Context weblog writes:
For decades our common understanding of the organization of economic production has been that individuals order their productive activities in one of two ways: either as employees in firms, following the directions of managers, or as individuals in markets, following price signals. In this paper Yochai Benkler explain why we are beginning to see the emergence of a new, third mode of production, in the digitally networked environment, a mode he calls commons-based peer production. In the past three or four
years, public attention has focused on a fifteen-year old social-economic phenomenon in the software development world. This phenomenon, called free software or open source software, involves thousands or even tens of thousands of programmers contributing to large and small scale projects, where the central organizing principle is that the software remains free of most constraints on copying and use common to proprietary materials. No one “owns” the software in the traditional sense of being able to command how it is used or developed, or to control its disposition. The result has been the emergence of a vibrant, innovative and productive collaboration, whose participants are not organized in firms and do not choose their projects in response to price signals. This paper explains that while free software is highly visible, it is in fact only one example of a much broader social-economic phenomenon. Benkler suggest that we are seeing the broad and deep emergence of a new, third mode of production in the digitally networked environment. He calls this mode “commons-based peer production,” to distinguish it from the property- and contract-based modes of firms and markets. Its central characteristic is that groups of individuals successfully collaborate on largescale projects following a diverse cluster of motivational drives and social signals, rather than either market prices or managerial commands.
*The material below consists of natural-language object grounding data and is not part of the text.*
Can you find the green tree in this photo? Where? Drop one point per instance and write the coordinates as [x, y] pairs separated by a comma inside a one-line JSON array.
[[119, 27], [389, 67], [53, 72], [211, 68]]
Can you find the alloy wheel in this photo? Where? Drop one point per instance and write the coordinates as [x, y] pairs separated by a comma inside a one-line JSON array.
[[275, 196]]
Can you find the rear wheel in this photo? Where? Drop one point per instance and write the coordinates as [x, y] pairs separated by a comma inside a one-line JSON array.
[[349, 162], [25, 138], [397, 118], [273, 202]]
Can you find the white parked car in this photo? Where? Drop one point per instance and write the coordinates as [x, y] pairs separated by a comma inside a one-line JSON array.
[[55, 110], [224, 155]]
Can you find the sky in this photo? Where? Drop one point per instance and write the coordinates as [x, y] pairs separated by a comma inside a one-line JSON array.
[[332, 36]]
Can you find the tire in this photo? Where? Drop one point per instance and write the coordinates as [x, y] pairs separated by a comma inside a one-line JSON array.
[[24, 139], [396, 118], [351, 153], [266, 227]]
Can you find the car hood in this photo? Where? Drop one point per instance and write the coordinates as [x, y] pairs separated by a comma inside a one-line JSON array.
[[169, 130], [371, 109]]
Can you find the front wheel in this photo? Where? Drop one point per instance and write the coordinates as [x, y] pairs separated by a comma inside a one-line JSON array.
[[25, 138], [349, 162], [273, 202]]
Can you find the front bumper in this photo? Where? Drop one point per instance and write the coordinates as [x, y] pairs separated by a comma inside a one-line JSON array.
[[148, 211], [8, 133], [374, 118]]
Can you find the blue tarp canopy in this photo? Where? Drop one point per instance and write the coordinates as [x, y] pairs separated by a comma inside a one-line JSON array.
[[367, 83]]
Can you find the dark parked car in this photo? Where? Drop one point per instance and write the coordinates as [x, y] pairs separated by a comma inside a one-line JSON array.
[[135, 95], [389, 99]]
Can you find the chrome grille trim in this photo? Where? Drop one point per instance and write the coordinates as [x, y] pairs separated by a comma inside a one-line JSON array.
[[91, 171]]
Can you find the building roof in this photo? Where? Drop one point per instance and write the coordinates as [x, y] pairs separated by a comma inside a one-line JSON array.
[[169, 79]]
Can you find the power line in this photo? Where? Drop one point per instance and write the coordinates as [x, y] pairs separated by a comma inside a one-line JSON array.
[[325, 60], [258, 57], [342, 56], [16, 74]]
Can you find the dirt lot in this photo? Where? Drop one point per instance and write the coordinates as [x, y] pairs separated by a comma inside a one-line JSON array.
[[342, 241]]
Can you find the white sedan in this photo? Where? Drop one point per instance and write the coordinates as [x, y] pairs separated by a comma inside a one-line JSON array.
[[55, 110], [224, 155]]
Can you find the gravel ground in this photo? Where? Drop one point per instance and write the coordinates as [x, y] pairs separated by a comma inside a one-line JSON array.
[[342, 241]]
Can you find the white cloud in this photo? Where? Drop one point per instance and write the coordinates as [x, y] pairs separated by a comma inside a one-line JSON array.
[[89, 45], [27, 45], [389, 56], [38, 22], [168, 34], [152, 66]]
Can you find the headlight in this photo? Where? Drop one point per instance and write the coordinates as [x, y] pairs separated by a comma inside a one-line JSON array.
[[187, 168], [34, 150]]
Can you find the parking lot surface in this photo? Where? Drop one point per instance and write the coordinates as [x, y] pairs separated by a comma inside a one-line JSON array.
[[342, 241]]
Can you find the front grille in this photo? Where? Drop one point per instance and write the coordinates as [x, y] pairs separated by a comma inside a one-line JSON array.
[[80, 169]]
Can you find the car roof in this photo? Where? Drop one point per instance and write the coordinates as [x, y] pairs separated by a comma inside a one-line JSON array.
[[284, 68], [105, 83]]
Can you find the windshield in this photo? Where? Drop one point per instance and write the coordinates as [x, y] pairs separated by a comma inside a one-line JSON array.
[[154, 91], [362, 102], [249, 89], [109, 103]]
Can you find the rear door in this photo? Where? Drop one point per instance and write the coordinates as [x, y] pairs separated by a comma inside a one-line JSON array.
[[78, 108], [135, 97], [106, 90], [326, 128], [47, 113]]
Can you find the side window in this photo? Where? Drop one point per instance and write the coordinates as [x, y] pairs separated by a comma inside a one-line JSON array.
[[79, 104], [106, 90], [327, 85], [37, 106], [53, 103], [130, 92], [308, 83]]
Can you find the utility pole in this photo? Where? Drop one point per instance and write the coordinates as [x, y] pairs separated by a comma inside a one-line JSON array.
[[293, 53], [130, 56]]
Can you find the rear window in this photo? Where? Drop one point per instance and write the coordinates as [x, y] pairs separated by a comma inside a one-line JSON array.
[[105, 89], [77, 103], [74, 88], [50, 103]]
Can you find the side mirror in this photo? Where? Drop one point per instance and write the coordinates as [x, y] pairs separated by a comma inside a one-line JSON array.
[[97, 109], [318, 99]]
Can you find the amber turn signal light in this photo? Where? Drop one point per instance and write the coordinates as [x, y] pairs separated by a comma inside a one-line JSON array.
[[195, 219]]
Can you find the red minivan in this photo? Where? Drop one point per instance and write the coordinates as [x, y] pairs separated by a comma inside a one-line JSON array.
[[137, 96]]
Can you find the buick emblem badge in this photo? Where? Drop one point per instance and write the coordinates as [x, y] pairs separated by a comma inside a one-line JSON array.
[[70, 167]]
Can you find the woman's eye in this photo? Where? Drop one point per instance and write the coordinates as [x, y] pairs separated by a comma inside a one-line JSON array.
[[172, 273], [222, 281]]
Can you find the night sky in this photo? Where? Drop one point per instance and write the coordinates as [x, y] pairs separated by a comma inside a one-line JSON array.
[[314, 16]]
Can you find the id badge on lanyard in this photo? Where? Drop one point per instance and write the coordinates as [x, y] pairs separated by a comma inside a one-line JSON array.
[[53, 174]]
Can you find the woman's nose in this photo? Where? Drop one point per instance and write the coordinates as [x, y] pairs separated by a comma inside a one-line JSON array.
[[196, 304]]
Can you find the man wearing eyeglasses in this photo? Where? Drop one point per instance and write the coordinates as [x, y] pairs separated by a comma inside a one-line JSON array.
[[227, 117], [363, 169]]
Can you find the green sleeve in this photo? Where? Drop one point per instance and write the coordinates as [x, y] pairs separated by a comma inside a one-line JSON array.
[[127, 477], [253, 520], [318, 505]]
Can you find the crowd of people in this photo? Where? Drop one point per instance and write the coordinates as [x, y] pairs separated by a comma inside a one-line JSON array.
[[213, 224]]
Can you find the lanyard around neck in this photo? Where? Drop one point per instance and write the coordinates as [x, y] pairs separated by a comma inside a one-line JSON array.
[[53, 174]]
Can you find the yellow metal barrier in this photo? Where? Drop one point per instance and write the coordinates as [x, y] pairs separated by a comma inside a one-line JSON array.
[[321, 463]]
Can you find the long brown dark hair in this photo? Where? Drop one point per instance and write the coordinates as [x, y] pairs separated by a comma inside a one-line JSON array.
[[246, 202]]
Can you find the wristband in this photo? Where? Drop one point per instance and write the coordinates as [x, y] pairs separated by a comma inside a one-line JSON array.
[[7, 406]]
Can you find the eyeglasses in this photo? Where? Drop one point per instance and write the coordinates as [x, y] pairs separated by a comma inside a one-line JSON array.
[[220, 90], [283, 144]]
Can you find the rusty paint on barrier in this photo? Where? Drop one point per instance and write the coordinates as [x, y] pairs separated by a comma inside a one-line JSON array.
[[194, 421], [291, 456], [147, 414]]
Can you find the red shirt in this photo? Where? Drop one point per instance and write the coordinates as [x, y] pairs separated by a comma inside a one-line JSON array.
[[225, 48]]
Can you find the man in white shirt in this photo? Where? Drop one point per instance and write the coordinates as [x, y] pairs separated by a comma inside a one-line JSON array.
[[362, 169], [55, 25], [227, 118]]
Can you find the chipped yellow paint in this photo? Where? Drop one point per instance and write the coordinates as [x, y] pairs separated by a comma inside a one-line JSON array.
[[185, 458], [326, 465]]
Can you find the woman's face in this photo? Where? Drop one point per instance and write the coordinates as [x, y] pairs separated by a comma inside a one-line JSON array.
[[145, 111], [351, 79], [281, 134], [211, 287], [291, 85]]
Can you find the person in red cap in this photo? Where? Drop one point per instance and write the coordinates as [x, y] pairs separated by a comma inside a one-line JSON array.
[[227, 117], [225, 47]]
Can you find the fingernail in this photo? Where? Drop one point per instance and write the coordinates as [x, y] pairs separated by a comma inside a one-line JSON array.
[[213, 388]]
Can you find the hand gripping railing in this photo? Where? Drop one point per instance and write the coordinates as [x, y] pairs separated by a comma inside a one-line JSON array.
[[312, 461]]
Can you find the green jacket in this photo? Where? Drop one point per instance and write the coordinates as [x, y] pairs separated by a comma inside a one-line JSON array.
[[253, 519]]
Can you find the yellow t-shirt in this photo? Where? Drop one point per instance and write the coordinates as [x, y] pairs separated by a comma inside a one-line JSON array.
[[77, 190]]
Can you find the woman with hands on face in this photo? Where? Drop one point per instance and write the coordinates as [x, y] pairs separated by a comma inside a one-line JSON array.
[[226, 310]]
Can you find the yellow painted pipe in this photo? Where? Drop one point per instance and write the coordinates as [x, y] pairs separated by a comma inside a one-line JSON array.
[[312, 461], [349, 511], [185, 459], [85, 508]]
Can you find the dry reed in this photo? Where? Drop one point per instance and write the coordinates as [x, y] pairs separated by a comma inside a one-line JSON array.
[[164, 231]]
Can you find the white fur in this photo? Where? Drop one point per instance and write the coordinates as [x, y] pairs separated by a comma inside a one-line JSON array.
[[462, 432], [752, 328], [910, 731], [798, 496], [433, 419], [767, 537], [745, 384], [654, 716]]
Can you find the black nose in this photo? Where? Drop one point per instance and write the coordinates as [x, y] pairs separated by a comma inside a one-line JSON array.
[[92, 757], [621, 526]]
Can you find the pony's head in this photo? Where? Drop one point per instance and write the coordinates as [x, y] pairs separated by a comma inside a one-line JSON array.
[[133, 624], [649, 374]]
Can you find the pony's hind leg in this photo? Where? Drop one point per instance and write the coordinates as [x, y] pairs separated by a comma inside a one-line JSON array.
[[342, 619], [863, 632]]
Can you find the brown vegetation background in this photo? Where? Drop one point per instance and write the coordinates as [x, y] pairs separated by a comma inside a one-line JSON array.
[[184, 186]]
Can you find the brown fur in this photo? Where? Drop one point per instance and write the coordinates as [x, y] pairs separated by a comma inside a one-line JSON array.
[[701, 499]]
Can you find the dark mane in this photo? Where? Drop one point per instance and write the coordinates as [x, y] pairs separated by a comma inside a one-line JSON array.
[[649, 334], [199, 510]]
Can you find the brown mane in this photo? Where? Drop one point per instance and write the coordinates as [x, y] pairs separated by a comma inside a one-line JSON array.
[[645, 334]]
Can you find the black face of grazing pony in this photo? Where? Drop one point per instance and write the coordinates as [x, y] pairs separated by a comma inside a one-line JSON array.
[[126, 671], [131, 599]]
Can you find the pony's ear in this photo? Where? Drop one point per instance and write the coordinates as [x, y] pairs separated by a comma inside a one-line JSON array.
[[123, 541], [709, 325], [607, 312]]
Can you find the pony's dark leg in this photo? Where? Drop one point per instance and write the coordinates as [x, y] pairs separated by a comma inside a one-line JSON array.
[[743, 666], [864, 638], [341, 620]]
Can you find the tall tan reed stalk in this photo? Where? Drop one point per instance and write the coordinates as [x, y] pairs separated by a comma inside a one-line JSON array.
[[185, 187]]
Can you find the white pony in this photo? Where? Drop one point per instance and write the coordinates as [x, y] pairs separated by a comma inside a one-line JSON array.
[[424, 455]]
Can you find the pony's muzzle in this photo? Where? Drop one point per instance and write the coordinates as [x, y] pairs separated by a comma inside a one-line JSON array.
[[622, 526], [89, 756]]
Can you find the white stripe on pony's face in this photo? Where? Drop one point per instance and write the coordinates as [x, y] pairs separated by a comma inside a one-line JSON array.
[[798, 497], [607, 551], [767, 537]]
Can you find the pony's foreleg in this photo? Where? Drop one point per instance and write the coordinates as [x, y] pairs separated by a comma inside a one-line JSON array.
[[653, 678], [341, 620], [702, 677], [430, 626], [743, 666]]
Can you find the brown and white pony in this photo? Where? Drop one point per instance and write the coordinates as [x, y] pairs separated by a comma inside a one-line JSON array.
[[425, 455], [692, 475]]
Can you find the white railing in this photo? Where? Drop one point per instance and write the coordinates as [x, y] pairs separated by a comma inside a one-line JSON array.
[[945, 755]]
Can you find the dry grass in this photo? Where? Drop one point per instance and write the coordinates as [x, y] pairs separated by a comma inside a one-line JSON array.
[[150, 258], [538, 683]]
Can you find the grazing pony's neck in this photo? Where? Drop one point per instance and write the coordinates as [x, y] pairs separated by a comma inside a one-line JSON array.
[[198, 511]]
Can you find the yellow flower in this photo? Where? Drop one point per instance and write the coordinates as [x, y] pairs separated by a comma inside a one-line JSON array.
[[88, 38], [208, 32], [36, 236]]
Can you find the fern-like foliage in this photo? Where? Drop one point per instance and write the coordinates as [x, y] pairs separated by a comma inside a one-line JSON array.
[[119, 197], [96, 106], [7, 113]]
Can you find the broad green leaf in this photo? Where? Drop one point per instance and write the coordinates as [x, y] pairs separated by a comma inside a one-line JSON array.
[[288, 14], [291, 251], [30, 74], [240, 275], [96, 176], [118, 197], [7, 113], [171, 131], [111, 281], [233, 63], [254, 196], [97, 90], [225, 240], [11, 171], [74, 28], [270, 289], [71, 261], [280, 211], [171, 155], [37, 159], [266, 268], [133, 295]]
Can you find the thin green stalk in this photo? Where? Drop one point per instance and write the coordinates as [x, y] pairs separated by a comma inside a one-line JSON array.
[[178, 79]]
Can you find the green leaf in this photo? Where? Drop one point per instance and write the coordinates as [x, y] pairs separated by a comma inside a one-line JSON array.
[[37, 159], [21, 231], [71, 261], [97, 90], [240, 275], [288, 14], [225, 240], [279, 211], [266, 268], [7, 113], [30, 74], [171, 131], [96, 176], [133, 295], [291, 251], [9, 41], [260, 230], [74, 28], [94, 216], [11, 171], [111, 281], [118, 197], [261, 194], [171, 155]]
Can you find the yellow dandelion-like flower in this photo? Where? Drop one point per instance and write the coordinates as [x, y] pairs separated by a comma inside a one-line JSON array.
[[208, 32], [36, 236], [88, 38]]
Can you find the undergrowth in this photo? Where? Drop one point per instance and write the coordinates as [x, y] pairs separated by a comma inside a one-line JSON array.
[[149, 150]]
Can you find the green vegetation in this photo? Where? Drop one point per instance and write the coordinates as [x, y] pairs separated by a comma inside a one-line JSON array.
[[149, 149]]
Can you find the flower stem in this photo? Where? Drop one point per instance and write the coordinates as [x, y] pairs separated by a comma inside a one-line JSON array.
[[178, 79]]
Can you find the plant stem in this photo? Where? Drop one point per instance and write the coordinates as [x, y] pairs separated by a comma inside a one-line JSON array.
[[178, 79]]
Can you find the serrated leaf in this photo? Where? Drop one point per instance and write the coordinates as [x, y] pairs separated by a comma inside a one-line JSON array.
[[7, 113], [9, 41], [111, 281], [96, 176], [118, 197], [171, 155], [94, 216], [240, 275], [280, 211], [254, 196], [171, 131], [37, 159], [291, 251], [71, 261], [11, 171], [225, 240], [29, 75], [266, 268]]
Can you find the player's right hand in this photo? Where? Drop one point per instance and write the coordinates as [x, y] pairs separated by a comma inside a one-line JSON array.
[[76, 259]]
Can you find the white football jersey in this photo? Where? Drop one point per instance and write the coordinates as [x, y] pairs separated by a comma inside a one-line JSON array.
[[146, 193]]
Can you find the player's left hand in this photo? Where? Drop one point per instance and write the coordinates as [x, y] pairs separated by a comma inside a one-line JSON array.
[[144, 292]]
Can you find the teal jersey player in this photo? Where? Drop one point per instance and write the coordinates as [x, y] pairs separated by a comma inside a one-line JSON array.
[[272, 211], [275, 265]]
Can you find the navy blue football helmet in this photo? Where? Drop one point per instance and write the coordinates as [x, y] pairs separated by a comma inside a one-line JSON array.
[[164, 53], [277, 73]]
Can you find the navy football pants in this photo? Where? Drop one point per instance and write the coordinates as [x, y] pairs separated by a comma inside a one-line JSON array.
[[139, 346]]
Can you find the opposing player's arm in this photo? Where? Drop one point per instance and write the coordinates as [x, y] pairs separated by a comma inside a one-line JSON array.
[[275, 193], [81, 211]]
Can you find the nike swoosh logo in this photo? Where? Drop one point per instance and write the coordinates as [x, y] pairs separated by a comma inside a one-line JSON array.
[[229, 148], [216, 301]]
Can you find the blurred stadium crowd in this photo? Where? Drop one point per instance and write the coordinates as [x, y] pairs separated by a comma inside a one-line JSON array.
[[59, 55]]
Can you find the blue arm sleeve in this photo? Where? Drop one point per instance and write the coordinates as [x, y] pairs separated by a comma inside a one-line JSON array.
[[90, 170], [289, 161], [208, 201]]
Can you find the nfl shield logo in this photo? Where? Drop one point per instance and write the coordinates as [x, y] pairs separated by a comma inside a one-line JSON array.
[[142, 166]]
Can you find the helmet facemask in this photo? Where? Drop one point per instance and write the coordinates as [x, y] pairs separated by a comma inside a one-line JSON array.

Benkler explain why this mode has systematic advantages over markets and managerial hierarchies when the object of production is information or culture, and where the physical capital necessary for that production— computers and communications capabilities—is widely distributed instead of concentrated. In particular, this mode of production is better than firms and markets for two reasons. First, it is better at identifying and assigning human capital to information and cultural production processes. In this regard, peer production has an advantage in what Benkler call “information opportunity cost.” That is, it loses less information about who the best person for a given job might be than either of the other two organizational modes. Second, there are substantial increasing returns, in terms of allocation efficiency, to allowing larger clusters of potential contributors to interact with large clusters of information resources in search of new projects and opportunities for collaboration. Removing property and contract as the organizing principles of collaboration substantially reduces transaction costs involved in allowing these large clusters of potential contributors to review and select which resources to work on, for which projects, and with which collaborators. This results in the potential for substantial allocation gains. The article concludes with an overview of how these models use a variety of technological and social strategies to overcome the collective action problems usually solved in managerial and market-based systems by property, contract, and managerial commands.